In the course of the recent Metrolinx labour negotiations, the union involved also claimed that it wasn’t about the money. Key issues for the Amalgamated Transit Union (ATU) were to prevent the employer from contracting out work to outside companies and to stop paying drivers on mid-shift layovers at half-time pay. The main reason an employer would contract out work is to save money, and it is very likely it would contract out to a non-unionized company, therefore denying revenue to the union. The same outcome would result from paying drivers less. So once again, it really is all about the money. 

What is most surprising in these situations is that anyone actually believes the unions’ claims. In the education case, Ontario students and parents have been disrupted on a regular basis by strikes and other job actions by various groups of teachers or other education workers. This has happened no matter which government is in power. 

In the course of the current dispute between CUPE and the Ford government, public opinion polls taken in the early stages of the negotiations indicated that the majority of the general public was surprisingly supportive of the union.

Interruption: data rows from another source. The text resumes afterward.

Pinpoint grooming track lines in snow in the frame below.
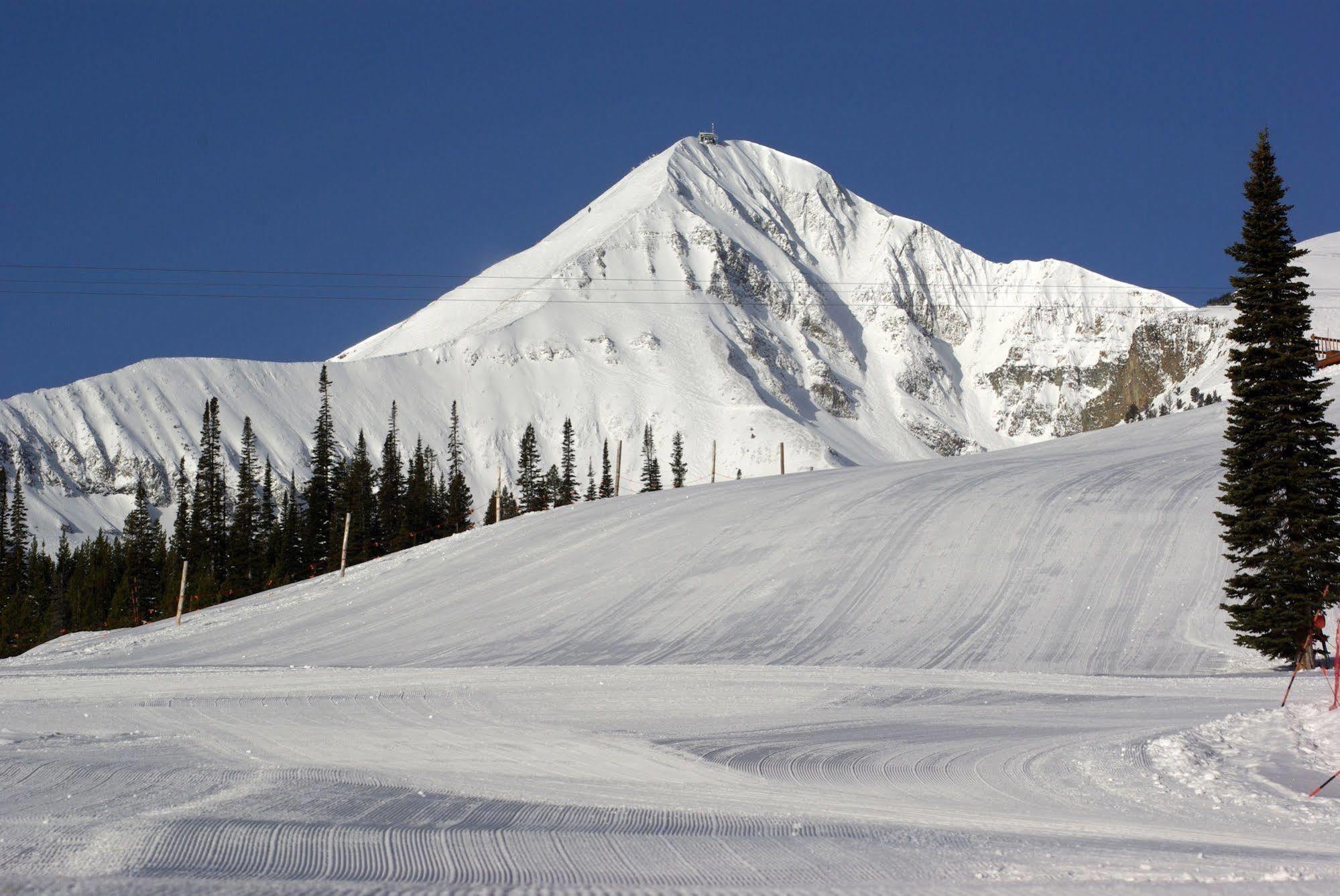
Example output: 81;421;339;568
7;407;1340;893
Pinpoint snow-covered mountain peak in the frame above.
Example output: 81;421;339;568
0;138;1227;533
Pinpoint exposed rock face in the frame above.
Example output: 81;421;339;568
0;139;1227;535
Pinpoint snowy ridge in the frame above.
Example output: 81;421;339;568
0;139;1226;539
1297;232;1340;339
7;406;1340;893
21;406;1249;675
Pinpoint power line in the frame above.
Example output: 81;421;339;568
0;290;1340;315
0;276;1324;293
0;259;1340;292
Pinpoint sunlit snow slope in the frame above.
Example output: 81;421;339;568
17;407;1235;672
1298;233;1340;339
0;139;1225;541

Some of the reason for this could have been because the government threatened the drastic step of using the Notwithstanding Clause without negotiations even really getting off the ground. 

After the government took the Notwithstanding Clause off the table and made a more generous offer to the union, it seems that public opinion has shifted as recent polls show more support for the government position. Unfortunately, the ongoing extortion of taxpayers by public sector unions will continue until the public finally gets fed up and no longer backs up the unions. Another option would be for the Ontario government to open up the education market to other players such as charter schools, as provinces such as Alberta have done with great success. In the absence of such changes, however, taxpayers will remain at the mercy of the unions.  

Public sector unions in Canada have been very successful in padding their own coffers at the expense of private sector taxpayers, and convincing those same taxpayers and governments of all political stripes that this is somehow acceptable. And when they claim it’s not about the money, you can be sure that’s all it’s really about.